Research papers

Marina Azzimonti & Vincenzo Quadrini

___________________________________________________________________

Abstract: We study how cross-country macroeconomic spillovers caused by sovereign default affect equilibrium bailouts. Because of portfolio diversification, the default of one country causes a macroeconomic contraction in countries that hold its debt, which could justify why a given country may want to bailout another. But why do creditor countries choose to bail out debtor countries instead of their own private sector? We show that this is because an external bailout could be cheaper than a domestic bailout. We also show that, although anticipated bailouts lead to higher borrowing, they can be Pareto improving not only ex-post (after a country has defaulted) but also ex-ante (before the country chooses its debt).

Enrique Mendoza & Vincenzo Quadrini

___________________________________________________________________

Abstract: The sharp, secular decline in the world real interest rate of the past thirty years suggests that the observed surge in global demand for financial assets outpaced the growth in the supply. We argue that (a) this phenomenon was driven by faster growth of emerging market economies (EMs) and changes in the financial structure of both emerging and advanced countries, and (b) the low-interest-rate environment made the world economy more vulnerable to financial crises. A two-region model in which financial assets provide productive services and private debt can be defaulted on, predicts that faster growth in EMs and financial structural change cause a sharp rise in demand for financial assets and a drop in the world interest rate. This, in turn, increases financial and macroeconomic instability worldwide.

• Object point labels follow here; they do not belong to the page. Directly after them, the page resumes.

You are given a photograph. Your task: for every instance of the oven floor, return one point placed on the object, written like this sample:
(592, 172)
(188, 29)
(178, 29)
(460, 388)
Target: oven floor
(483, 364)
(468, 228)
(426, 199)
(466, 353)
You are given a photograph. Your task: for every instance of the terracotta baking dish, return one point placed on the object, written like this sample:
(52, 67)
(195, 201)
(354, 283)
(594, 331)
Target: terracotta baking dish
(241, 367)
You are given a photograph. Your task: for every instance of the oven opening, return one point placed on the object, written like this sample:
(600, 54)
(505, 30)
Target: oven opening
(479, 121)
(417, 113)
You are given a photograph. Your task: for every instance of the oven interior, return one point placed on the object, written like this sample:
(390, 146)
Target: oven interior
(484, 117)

Cesaire Meh, Vincenzo Quadrini & Yaz Terajima

___________________________________________________________________

Abstract: This paper shows that, when financial contracts are not fully enforceable and firms observe their own nominal sales before the observation of the aggregate nominal price, the optimal financial contract is not fully indexed to inflation. Because of the limited nominal indexation, which is endogenous in the model, unanticipated inflation affects aggregate investment and future economic activity. The macroeconomic volatility induced by price uncertainty, however, is not monotone: it first increases and then decreases with nominal price uncertainty. We also show that the degree of nominal indexation declines with real idiosyncratic volatility and the impact of an inflation shock decreases with nominal indexation. Using firm-level data from Canada we find that both predictions are supported by the data.

Tommaso Monacelli, Vincenzo Quadrini & Antonella Trigari

___________________________________________________________________

Abstract: We study the importance of financial markets for (un)employment fluctuations in a model with matching frictions where firms borrow under limited enforcement. Borrowing affects employment through a `debt bargaining channel': higher debt improves the bargaining position of employers with workers and increases the incentive to hire. We estimate the model structurally and find that the debt bargaining channel accounts for about 30 percent of unemployment fluctuations. We find empirical support for the channel at the micro level using firm level data from Compustat. 

Vincenzo Quadrini, Qi Sun, Junjie Xia & Ting Zeng

___________________________________________________________________

Abstract: We study the properties of individual wealth growth and mobility in China using the China Household Finance Survey. We find that capital gains is the most important factor in generating wealth mobility while individual savings play a minor role. The second finding is that housing wealth is important for wealth mobility due to the high share of housing in household portfolios and the large cross-sectional dispersion in housing capital gains. The third finding is that wealth mobility increases with households' debt. To capture these features of the Chinese economy we construct a general equilibrium model where households choose three types of assets: housing, stock market investment and risk-free bonds (or debt when negative). We then use the calibrated model to explore the consequences of financial development and policies on wealth distribution and mobility.

Wukuang Cun, Vincenzo Quadrini, Qi Sun & Junjie Xia

___________________________________________________________________

Abstract: We use Chinese manufacturing data to show that upstream manufacturing industries received higher credit during the monetary expansion of 2005-2011. However, the higher credit received by upstream industries did not generate a similar increase in `trade lending' to downstream industries, which limited the transmission of the credit expansion to the whole manufacturing sector. We develop a model that formalizes some of the key features of the Chinese economy and show why a credit expansion tilted toward the upstream sector may not fully cascade to the whole economy.